Frischkäse für die Selbstversorgung
Eine weitere vom Verein Mesela unterstützte Initiative ist der Aufbau einer Käserei in der Nähe von Shingal im Irak. Auch dieses Gebiet wurde vom IS verwüstet. Die meisten der damals dort lebenden Menschen waren Eziden (Jesiden), also Angehörige einer nicht-muslimischen Minderheit, die seit 2014 vom IS verfolgt und systematisch getötet wurde. Frauen und Kinder wurden verschleppt, versklavt und vergewaltigt. Noch heute fehlt jegliche Spur von Tausenden Eziden. Die Dörfer wurden zerstört, die meisten Eziden leben unterdessen in den Bergen in Flüchtlingscamps. Es ist ein immer noch vor sich gehender Genozid, von dem in den Medien kaum gesprochen wird. Die Stadt Shingal liegt noch heute in Trümmern. Hilfe scheint hier nicht anzukommen. In der Nähe des Flüchtlingscamps soll nun eine Käserei entstehen. Ziel des Käsereiprojekts ist die Herstellung von Joghurt und Frischkäse aus Schafsmilch. Dieses Vorhaben wurde von der örtlichen Landwirtschaftskooperative angestossen und wird vom Verein Mesela mit Know-how und Konzepthilfe unterstützt. Werner Neuhaus selbst hat 15 Jahre auf Alpen zugebracht und kennt sich in der Käseherstellung aus.

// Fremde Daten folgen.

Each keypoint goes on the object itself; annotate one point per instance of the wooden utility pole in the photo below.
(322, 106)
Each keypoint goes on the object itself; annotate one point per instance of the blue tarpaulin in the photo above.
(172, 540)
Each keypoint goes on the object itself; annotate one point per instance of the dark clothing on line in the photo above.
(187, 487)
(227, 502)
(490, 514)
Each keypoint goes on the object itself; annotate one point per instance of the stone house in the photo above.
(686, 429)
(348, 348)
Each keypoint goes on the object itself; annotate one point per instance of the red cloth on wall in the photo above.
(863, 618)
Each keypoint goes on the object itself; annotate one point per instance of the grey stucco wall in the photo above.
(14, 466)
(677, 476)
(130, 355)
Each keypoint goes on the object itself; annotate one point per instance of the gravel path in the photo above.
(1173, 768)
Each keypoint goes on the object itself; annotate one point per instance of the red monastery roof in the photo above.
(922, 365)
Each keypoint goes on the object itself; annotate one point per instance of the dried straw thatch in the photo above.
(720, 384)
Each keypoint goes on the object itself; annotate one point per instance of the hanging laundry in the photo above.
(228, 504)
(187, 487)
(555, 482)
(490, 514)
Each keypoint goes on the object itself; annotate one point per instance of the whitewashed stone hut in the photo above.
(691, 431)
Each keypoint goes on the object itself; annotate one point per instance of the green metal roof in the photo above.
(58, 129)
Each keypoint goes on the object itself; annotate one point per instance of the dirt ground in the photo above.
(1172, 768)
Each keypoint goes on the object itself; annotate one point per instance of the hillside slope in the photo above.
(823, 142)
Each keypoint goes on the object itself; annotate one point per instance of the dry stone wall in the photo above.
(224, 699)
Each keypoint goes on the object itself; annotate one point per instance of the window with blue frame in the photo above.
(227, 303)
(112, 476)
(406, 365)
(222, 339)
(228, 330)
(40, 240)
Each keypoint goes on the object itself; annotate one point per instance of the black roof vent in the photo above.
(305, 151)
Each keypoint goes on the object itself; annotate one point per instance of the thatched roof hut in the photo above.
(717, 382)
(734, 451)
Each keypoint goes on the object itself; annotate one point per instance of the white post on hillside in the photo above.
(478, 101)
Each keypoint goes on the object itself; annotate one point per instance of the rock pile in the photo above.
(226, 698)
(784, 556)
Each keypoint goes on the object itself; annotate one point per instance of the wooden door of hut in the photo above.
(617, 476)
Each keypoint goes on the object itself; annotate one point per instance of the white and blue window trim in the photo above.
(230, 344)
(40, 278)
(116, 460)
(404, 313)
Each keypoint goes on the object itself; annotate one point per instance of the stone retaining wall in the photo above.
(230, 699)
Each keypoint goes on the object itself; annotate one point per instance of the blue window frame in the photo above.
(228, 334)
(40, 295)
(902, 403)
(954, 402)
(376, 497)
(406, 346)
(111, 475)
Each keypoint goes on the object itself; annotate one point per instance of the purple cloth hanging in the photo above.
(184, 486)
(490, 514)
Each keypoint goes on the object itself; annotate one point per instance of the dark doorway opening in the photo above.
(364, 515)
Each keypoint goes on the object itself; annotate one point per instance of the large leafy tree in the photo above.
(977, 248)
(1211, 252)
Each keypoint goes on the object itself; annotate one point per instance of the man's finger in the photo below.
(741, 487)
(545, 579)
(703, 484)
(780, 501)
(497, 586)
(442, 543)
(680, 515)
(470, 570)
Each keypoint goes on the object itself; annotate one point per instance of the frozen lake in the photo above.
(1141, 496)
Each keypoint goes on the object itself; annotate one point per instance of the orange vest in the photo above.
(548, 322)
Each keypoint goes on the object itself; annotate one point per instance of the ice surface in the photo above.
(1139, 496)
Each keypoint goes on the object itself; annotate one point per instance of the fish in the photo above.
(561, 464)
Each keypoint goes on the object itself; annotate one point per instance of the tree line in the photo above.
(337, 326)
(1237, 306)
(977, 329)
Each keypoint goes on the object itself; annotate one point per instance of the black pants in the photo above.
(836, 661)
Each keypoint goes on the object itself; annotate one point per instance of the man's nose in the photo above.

«Die Menschen in den kurdischen Gebieten sind sehr motiviert»
Trotz der immer noch bestehenden Gefahr einer türkischen Invasion sind die Menschen in den kurdischen Gebieten sehr initiativ und bemüht. Die Hoffnung aller besteht darin, dass die Kraft und die Arbeit der Menschen in dieser Region Früchte tragen wird.
Wichtige Exponenten des Projekts Mesela sind der Architekt Martin Sturm (der die Mauer um die Gedenkstätte mitkonzipiert), die Malerin, Journalistin und bekannte kurdische Dissidentin Zehra Dogan, der Theaterregisseur Samuel Schwarz und viele engagierte KünstlerInnen wie Serdar Mutlu, Bernhard Chiquet, Shirin Ali und Fiona Ruch. In der Galerie Hausrot in Köniz sind die Werke dieser KünstlerInnen zu sehen. Yasar und Neuhaus wollen die Lebendigkeit einer Region zeigen, die in der Presse vor allem durch Negativschlagzeilen wahrgenommen wird.
Galerie Hausrot, Köniz, Finissage So, 8.9., 14h-18h.